Glomerular hyperplasia: Glomerular hyperplasia syndrome, alias: Bart syndrome. Bartle's syndrome; Bartter syndrome; congenital hyperaldosteronism; chronic idiopathic hypokalemia; Barttersyndrome. This syndrome is an autosomal recessive disorder, first reported by Bartter (1962) and called Bartter syndrome. Renal small ball hyperplasia syndrome with severe hypokalemia, alkalosis mainly blood sodium, chlorine are low, normal blood pressure with polydipsia, constipation, dehydration. Plasma renin-angiotensin and aldosterone were elevated. This syndrome is an autosomal recessive disorder, first reported by Bartter (1962) and called Bartter syndrome. Its clinical features are severe hypokalemia and metabolic alkalosis, accompanied by hyperrenin hyperaldosteronism, mesangial hyperplasia and hypertrophy, renal tubular maintenance and dysfunction, but no hypertension and edema And no response to exogenous angiotensin II. This syndrome is considered to be a clinical syndrome caused by mutations in ion channel genes. The disease is also known as congenital aldosteronism. Chronic idiopathic hypokalemia. Adrenal hyperplasia syndrome. Recent molecular diagnostic studies have revealed that Bartter syndrome has three different clinical and genetic types, namely congenital Bartter. The syndrome is typical of Bartter syndrome and Gitelman syndrome. The so-called Bartter syndrome refers to the typical Bartter syndrome. Congenital Bartter syndrome patients have two genotypes, type I is due to N+-K+-2CL-degeneration gene mutation type II is due to ROMK gene mutation caused by typical Bartter syndrome due to CLC-kb channel Caused by mutations in genes.

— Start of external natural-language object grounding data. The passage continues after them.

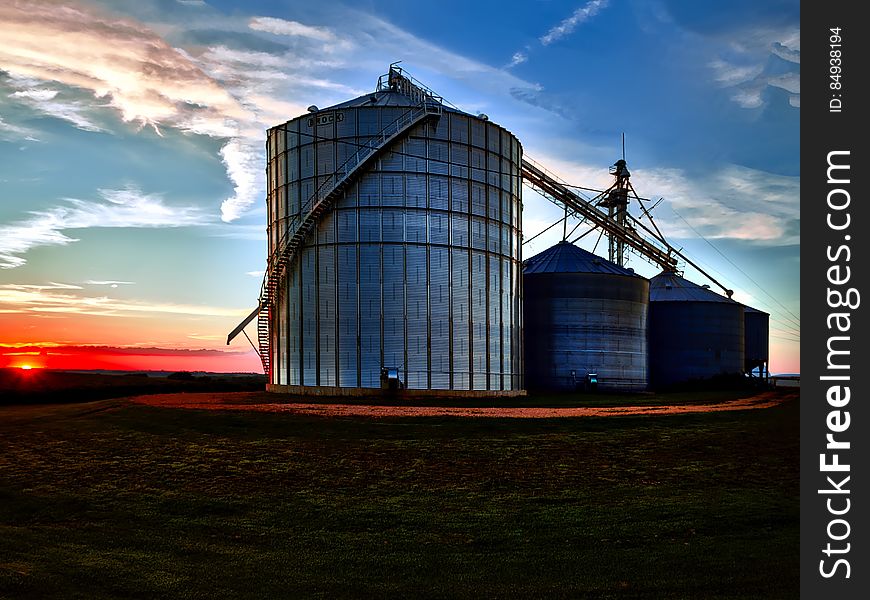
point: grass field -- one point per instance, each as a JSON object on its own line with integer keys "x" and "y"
{"x": 109, "y": 499}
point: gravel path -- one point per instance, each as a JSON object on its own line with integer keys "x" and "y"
{"x": 255, "y": 402}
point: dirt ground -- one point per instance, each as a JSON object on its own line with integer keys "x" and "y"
{"x": 254, "y": 402}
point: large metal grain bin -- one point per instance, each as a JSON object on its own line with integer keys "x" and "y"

Glomerulosclerosis: focal glomerulosclerosis (focal glomeruloscerosis) refers to a type of glomerular capillaries in which glomerular capillary vasospasm has focal segmental sclerosis or hyaline degeneration without obvious cell proliferation. Can be used as mesangial hyperplasia, mesangial IgM deposition and focal glomerular sclerosis, but minimally pathological nephropathy is resistant to steroids and the consequences of repeated episodes of chronic progression. Early renal biopsy of primary nephrotic syndrome, which is ineffective against hormones, is focal glomerular sclerosis. Therefore, there is still debate about whether the disease is an independent glomerular disease. However, from a clinical pathological type that is different from other kidney diseases, it can also be regarded as an independent disease, which is more common and has a tendency to increase gradually.